Un histórico frente sindical que reúne a más de 86 gremios de las tres centrales obreras (CGT, CTA Autónoma y CTA de los Trabajadores) lanzó un plan de lucha nacional con movilizaciones clave en Córdoba y Rosario para exigir el rechazo al proyecto de reforma laboral impulsado por el gobierno de Javier Milei.
La decisión, tomada en una reunión en la sede de la Unión Obrera Metalúrgica (UOM), representa una acción coordinada inédita entre los sectores más combativos de las centrales y marca una clara distancia con la conducción tradicional de la CGT, apostando por la confrontación directa y la movilización callejera.
Cronograma de un plan de lucha escalonado
El plan de acción se estructura en torno a fechas clave previas al debate parlamentario:
- 5 de febrero: Gran movilización en la ciudad de Córdoba.
- 10 de febrero: Concentración masiva en Rosario, Santa Fe.
- 11 de febrero (fecha tentativa): Paro nacional y movilización el día en que el proyecto sea tratado en el Senado de la Nación.
El objetivo: presionar a los gobernadores
La estrategia tiene un blanco político claro: los gobernadores de provincias clave, cuyos bloques legislativos son determinantes para la aprobación de la ley. Las movilizaciones apuntan directamente a Martín Llaryora (Córdoba) y Maximiliano Pullaro (Santa Fe), a quienes los sindicatos buscan “exponer” públicamente.
Rodolfo Aguiar, secretario general de ATE, fue contundente: “Tienen que quedar en evidencia aquellos que pretendan avalar esta reforma. No podemos permitir que se enganchen en este debate a cambio de algunos ATN o fondos coparticipables. No los vamos a dejar que nos vendan por dos pesos”, dijo.
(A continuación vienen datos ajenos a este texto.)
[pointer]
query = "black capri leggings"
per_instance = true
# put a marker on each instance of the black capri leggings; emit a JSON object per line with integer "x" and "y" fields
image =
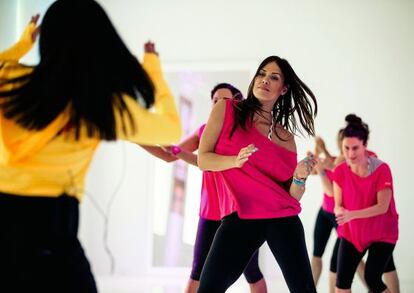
{"x": 39, "y": 248}
{"x": 379, "y": 254}
{"x": 237, "y": 239}
{"x": 205, "y": 236}
{"x": 390, "y": 266}
{"x": 325, "y": 223}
Abel Furlán, líder de la UOM y anfitrión del encuentro que reunió a los 86 gremios, destacó la consolidación de este espacio de unidad que desafía las estrategias más moderadas.
Un rechazo integral y sin medias tintas
Los sindicatos realizan un rechazo total al proyecto de 136 artículos, al que califican de “regresivo”. En un documento titulado “No al pacto contra las y los trabajadores”, denuncian que la reforma:
- Debilita la negociación colectiva y restringe el derecho de huelga.
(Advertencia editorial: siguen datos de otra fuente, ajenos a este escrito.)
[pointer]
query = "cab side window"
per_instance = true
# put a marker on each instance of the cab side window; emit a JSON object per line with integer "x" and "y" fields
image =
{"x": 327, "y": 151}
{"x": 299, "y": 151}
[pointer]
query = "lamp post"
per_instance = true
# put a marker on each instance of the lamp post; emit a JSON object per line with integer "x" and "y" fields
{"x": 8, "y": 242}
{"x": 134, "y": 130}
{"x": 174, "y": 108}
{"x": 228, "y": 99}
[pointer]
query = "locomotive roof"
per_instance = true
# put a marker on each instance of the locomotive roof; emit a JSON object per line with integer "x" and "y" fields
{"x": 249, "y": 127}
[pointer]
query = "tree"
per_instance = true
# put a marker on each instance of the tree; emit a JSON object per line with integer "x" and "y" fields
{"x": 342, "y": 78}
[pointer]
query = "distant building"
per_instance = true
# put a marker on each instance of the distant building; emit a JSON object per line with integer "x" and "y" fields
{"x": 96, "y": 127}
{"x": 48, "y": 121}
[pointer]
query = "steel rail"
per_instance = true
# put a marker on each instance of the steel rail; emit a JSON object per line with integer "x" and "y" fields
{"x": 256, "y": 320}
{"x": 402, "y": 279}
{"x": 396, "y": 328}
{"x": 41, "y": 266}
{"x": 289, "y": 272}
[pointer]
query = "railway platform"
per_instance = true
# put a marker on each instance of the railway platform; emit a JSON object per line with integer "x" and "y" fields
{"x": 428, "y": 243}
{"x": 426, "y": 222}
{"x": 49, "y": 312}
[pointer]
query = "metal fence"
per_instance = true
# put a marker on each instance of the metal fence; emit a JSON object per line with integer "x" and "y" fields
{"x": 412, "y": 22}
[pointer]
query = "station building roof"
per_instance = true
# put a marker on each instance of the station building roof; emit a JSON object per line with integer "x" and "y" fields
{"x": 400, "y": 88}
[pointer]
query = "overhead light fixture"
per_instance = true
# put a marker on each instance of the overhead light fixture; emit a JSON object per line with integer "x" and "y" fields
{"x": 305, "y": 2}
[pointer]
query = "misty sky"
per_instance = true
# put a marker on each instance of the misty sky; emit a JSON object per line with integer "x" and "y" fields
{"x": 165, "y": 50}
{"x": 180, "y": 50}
- Facilita los despidos y ataca a las organizaciones sindicales.
- Legaliza la precarización laboral e impone límites salariales.
Para los gremios, no hay margen para negociaciones parciales. “Aunque recuperemos cuatro o cinco puntos, igual perderíamos por goleada”, afirmó Aguiar, descartando también confiar en una futura declaración de inconstitucionalidad por los plazos que eso implica.
Una unidad histórica más allá de las cúpulas
Lo más destacado de este anuncio es la conformación del “Frente de Sindicatos Unidos”, un espacio que traspasa las fronteras de las centrales tradicionales. Participan sindicatos masivos del sector privado como la UOM (Abel Furlán) y la Federación Aceitera (Daniel Yofra), junto a sindicatos estatales poderosos como ATE (Rodolfo Aguiar) y la Asociación de Pilotos (APLA), con el acompañamiento orgánico de las dos CTA.
Esta movida genera malestar en la cúpula de la CGT, donde se considera que Furlán y otros dirigentes actúan de manera “inconsulta”, desafiando la estrategia de diálogo informal que promueve el triunvirato de la central. Una situación que marca, por lo tanto, una fisura profunda dentro del movimiento obrero organizado.
Con el lema “El futuro del trabajo se decide con nosotros”, este frente advierte que abrió “un nuevo capítulo en la confrontación” con el Gobierno.